The inquiry will consider ‘whether and the extent to which public bodies and other important institutions have taken seriously their duty of care to protect children from sexual abuse’, the Home Office said. ‘It will seek to address public concern over failings exposed by successive appalling cases of organised and persistent child sex abuse both historical and more recent.’

Woolf will be assisted by Graham Wilmer MBE, a child sexual abuse victim and founder of the Lantern Project and Barbara Hearn OBE, the former deputy chief executive of the National Children’s Bureau. Ben Emmerson QC will serve as counsel to the inquiry, the Home Office said. 

The first appointee to the high-profile inquiry was retired judge Lady Butler-Sloss.

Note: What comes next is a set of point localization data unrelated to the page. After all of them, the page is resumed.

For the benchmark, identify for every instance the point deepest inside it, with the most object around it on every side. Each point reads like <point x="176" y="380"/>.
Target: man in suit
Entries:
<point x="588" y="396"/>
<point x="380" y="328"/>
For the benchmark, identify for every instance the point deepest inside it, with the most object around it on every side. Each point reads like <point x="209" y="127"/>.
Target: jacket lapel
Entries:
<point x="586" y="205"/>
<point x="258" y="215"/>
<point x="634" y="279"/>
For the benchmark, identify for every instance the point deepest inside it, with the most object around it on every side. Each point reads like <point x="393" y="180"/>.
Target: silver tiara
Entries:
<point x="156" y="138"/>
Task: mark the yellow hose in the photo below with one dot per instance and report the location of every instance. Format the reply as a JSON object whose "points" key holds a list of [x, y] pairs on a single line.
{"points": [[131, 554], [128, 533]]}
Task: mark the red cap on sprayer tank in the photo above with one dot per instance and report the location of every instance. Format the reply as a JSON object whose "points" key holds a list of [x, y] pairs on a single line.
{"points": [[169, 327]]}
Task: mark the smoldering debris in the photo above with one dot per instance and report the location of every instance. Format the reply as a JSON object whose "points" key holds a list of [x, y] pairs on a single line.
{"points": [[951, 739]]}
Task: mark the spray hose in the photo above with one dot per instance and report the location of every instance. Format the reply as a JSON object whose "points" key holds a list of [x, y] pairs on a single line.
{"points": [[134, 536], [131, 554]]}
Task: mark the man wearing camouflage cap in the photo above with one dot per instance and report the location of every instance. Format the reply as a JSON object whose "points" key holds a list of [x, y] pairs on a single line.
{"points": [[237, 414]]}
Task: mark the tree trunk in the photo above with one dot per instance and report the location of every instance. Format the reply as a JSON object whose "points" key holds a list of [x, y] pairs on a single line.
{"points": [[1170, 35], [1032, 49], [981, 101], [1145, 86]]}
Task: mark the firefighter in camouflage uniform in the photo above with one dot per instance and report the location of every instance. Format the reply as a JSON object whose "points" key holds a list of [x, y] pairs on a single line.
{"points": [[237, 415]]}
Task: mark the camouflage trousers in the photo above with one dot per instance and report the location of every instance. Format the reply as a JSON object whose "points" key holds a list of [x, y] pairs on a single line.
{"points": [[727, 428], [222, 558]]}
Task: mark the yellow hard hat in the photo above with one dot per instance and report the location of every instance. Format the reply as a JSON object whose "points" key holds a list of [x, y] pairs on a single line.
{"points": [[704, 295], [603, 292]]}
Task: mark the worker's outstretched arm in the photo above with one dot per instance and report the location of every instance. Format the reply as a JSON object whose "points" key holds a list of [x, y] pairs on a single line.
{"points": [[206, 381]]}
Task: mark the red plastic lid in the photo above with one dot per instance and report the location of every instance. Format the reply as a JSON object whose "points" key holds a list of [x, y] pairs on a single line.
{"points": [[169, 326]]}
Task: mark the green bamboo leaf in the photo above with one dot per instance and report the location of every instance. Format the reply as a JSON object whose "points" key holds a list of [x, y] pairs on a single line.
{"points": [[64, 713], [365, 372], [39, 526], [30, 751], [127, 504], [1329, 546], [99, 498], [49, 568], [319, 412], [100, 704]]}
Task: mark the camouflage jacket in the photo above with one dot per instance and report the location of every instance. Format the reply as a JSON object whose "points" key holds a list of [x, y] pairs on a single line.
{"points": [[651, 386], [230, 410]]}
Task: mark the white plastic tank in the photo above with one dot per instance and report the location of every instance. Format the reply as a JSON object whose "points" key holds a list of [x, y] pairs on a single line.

She stepped down in June after coming under political pressure because of her late brother’s position as attorney general in the 1980s. 

Woolf said: ‘Ensuring lessons are learned from the mistakes which have been made in the past and resulted in children being subjected to the most horrific crimes is a vital and solemn undertaking. I was honoured to be approached to lead such an important inquiry, and look forward to working with the panel to ensure these mistakes are identified and never repeated.’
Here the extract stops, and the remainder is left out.